Transit needs to be handled differently altogether. Since we will attempt to localize on a per-trip basis, we will not know MPGe or Wh/km ahead of time. I think these modes should have something like: transit_mode: 'MB' The possible values here would correspond to the modes in the NTD (assuming that's what we will use), e.g. 'MB' (fixed route bus), 'CB' (commuter bus), 'SR' (streetcar rail), 'DR' (demand response), 'DT' (demand response taxi), etc.

shankari commented 6 days ago

Couple of high-level points:

  1. If we are going to use the NTD anyway, I think we can do a better job of the other important part of the transit calculations - the load factor. I believe that every transit agency is supposed to report ridership numbers (even if only at an estimate) to the NTD as well. We should be able to use the ridership numbers to get an agency-wide estimate of the passenger load per mile as well (e.g. https://www.transit.dot.gov/ntd/data-product/monthly-module-adjusted-data-release) We can then get the per-person energy/carbon intensity using (vehicle miles * CO2/mile)/ passenger_load
  2. we need to make sure to structure this as a plugin so that we can:
    • use similar values specified by our partners in other countrie when they provide them, and
    • use defaults in case our partners are not able to specify values. We can continue to use current (non-NTD) values for the defaults although they are from the TEDB so are also US-specific. So this is really a very last resort.
nataliejschultz commented 5 days ago

We may be able to get slightly more detailed information with the paid version, but the library hasn’t gotten back to me about this yet.

Update:

The library got back to me, saying:

" I'm confirming that your WattTime API account has been provisioned with access to real-time, historical, and forecasted marginal emissions data. "

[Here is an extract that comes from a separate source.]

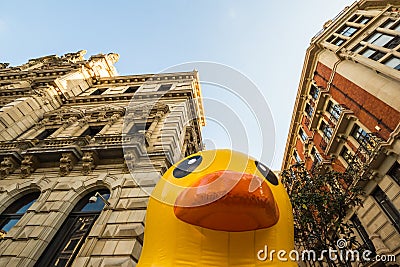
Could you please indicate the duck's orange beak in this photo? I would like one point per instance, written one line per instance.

However, when I tried to make a historical call for aoer with these params:

params = {
    "region": "CAISO_NORTH",
    "signal_type": "co2_aoer",
    "start": "2021-07-15T00:00+00:00",
    "end": "2021-07-15T00:05+00:00",
    "include_imputed_marker": True,
}

I got an error message: requests.exceptions.HTTPError: 400 Client Error: Bad Request for url

Running the same request and changing the params to request moer works just fine:

{'data': [{'point_time': '2021-07-15T00:00:00+00:00', 'value': 1002.0}, {'point_time': '2021-07-15T00:05:00+00:00', 'value': 1003.0}], 'meta': {'data_point_period_seconds': 300, 'region': 'CAISO_NORTH', 'signal_type': 'co2_moer', 'units': 'lbs_co2_per_mwh', 'warnings': [], 'model': {'date': '2023-03-01', 'type': 'binned_regression'}}}
shankari commented 5 days ago

@nataliejschultz that's because they have given you access to the marginal data. that is moer. aeor is average data and maybe they can't given you access to it?